Backing away, she withdrew to the shade of a tree, and lifted herself up high, parting silvery branches so she could see them. There was no advantage to approaching during the day. Surprise was her only chance. So she’d wait and watch, as she had with Utto.
Rennie had been all instinct, impulse, and fear. There’d been no time to plan, just a frenzy that had left her bloody and frantic.
This time, she’d have a chance to plan her course.
She’d have to find an opening.
She watched through the day as they strode from the shade in their black clothes, to splash water on their faces, refill their canteens from the river… and that’s when an idea took hold. The Vestige holding Ajax were men, just like any other.

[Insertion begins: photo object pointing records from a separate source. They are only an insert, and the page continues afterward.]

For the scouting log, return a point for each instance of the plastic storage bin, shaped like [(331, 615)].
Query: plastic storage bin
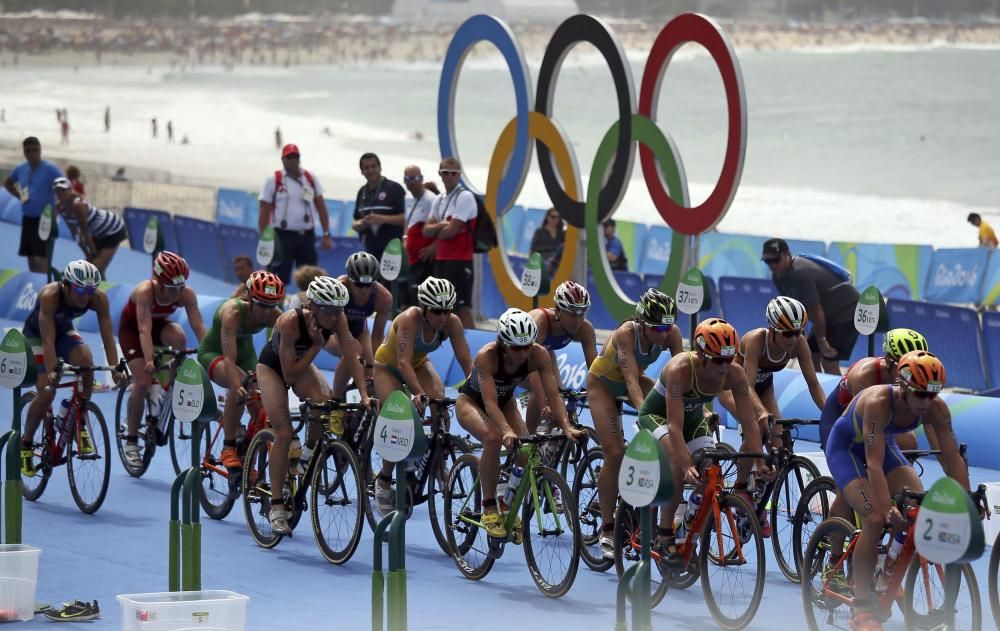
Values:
[(210, 610), (18, 578)]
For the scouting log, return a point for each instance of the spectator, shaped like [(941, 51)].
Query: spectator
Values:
[(242, 268), (452, 223), (548, 239), (289, 201), (31, 182), (420, 250), (613, 248), (98, 232), (829, 299), (73, 175), (987, 238), (380, 208), (303, 276)]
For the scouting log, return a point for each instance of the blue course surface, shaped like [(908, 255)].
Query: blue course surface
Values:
[(123, 549)]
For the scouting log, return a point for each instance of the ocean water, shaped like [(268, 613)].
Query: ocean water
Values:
[(859, 144)]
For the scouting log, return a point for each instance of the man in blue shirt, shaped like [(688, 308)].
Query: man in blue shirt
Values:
[(31, 182), (613, 248)]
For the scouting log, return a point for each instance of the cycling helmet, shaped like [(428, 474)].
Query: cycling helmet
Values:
[(516, 328), (656, 308), (716, 338), (921, 370), (170, 269), (436, 293), (265, 287), (327, 291), (82, 274), (362, 267), (786, 314), (899, 342), (572, 297)]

All men must pee. Fact of nature.
And these men peed in the same spot. They even brought Ajax there twice so he, too, could empty his bladder.
The spot they used was slightly downriver of where they refilled their canteens, beneath the base of another tree, in the shade. She waited until the
sun hung low in the distance, and their pissoir was vacant. Then she ran across the tiny blue flowers and the dusty white soil, and climbed the tree right over their spot to wait.

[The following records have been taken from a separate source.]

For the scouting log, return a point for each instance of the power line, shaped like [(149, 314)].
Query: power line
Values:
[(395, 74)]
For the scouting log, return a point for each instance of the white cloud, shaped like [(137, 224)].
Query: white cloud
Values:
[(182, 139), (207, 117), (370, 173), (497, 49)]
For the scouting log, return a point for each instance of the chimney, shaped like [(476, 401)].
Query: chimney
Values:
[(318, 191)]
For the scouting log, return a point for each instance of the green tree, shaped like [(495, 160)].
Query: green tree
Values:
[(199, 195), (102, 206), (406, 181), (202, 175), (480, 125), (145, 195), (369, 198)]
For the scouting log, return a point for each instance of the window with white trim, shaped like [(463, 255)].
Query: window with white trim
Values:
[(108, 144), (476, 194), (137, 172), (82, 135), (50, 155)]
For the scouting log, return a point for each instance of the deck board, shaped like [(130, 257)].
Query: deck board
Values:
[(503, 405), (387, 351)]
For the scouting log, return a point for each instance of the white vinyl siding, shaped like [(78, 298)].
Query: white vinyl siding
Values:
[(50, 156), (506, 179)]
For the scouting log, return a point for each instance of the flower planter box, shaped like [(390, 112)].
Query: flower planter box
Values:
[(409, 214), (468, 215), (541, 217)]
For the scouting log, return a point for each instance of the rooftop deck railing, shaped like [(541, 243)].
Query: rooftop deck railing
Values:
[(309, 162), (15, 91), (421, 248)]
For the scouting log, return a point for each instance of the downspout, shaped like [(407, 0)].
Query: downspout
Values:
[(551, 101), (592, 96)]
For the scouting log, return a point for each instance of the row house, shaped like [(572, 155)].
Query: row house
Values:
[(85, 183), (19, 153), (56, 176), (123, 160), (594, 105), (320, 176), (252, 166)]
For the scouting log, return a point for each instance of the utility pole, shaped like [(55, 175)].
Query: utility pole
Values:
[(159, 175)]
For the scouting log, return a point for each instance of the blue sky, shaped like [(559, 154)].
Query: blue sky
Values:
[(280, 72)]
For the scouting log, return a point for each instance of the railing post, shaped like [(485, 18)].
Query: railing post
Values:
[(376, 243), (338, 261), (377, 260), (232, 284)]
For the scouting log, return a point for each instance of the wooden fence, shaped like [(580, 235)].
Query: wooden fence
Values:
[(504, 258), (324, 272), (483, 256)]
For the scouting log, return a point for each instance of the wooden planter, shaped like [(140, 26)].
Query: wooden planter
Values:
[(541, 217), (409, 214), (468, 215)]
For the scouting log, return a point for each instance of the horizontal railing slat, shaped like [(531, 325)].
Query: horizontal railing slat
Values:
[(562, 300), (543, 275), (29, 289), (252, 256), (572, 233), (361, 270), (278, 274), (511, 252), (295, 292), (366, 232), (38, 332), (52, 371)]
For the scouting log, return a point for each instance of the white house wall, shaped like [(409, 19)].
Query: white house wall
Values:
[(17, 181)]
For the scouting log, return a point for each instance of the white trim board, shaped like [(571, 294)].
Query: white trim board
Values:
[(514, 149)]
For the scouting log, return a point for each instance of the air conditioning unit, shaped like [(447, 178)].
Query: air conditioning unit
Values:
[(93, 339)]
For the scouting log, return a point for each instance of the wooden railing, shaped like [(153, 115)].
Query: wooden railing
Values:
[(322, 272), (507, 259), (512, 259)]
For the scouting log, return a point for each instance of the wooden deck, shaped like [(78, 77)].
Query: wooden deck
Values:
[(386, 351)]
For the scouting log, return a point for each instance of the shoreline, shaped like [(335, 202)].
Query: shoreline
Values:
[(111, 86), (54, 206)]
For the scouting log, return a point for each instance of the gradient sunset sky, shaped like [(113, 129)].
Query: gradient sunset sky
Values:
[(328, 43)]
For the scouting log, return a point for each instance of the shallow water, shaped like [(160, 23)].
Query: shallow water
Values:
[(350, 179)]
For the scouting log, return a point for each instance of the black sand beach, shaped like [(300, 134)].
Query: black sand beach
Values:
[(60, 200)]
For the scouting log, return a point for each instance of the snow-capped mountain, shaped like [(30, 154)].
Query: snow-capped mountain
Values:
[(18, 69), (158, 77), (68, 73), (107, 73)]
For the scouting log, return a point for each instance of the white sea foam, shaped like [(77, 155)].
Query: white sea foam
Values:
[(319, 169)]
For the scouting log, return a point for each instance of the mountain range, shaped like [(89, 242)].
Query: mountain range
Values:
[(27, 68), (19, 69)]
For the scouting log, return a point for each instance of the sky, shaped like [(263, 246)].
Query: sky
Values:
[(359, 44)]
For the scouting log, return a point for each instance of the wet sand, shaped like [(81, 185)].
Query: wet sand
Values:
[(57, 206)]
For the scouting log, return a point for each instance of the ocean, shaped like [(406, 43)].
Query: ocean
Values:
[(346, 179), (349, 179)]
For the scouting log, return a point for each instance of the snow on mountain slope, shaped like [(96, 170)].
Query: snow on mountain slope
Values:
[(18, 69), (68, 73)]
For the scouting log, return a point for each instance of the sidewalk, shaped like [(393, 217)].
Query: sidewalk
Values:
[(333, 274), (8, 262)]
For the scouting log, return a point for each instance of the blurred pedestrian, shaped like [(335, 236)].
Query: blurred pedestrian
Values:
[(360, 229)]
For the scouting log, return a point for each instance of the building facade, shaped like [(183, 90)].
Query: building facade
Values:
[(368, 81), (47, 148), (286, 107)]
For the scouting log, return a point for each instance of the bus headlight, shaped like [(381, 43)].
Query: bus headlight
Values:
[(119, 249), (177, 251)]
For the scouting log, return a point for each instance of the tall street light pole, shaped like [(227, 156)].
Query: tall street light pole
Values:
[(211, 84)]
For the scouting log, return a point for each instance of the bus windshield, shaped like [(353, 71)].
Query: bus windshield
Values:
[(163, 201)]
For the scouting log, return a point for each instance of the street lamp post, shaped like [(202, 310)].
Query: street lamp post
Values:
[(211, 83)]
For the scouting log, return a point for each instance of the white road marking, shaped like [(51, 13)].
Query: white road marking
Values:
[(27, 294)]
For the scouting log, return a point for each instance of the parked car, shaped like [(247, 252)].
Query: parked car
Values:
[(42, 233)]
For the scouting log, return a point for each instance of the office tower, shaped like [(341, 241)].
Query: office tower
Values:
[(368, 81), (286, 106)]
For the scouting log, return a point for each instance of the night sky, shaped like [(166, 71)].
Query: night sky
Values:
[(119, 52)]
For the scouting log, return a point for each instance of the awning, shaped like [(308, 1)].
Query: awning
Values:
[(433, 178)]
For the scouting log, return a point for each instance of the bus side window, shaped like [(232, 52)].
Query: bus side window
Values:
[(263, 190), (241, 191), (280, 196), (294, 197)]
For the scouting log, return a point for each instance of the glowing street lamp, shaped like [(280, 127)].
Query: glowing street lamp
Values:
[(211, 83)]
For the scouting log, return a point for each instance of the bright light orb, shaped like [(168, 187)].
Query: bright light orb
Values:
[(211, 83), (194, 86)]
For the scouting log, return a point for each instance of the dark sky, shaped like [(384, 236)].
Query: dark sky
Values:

Night would come. And at some point, one of them would come alone to pee beneath her tree. She shuddered. Who was this monster within her? A calm, ruthless woman had taken residence within, leaving no room for the old her.
She closed her burning eyes and finally allowed herself to give in to the constant, aching pull of her mind. Like a headache, it beckoned and pulled, summoning her to the darkest place and time in her life.
Rennie’s voice in the bathroom of Utto’s chambers on Romeo-Two. Cold and thick in her ear. Brittle and putrid. He pressed his hardness against her, his hands drifting over the bare skin of her thighs. I’m going to lay down on your bed. Take off my clothes. I’m nice and hard for you. Feel that?
He met her eyes in the mirror. She tightened her fingers around the pillowcase that held all her hopes and dreams. And a knife.
Feel it?
She’d nodded, throat convulsing as he butted against her.
You’re going to fuck me. And you’re going to smile while you do it. And when I’m done, you’re going to walk around all day with my cum oozing out of your cunt, and when your mate returns, he’ll get a nice, creamy reminder of who owns him.
Her hands shook. Her head spun. The fine hairs on her body rose.
His fingers drifted higher. Nausea had curled in her belly, and sirens blared, whirring in her ears. Her vision darkened, and all she could see were the darks of his eyes, tight at the ends in a mirthless smile. A wide, toothy grin stretched across his face.
Smile, he’d said.
And she had. She smiled, big and dazzling and wide, sneaking her hand inside the pillowcase.
That’s a good girl. Smart girl.
He straightened, adjusting his pants. Find me when you’ve got your cunt wet and ready.
Something snapped inside. All the terror and rage of months under Utto’s hands boiled up, filling her face with hot pressure, her eyes pulsing, and the sirens blared again, blocking out all sound. All she saw was Rennie’s broad back as he sauntered away.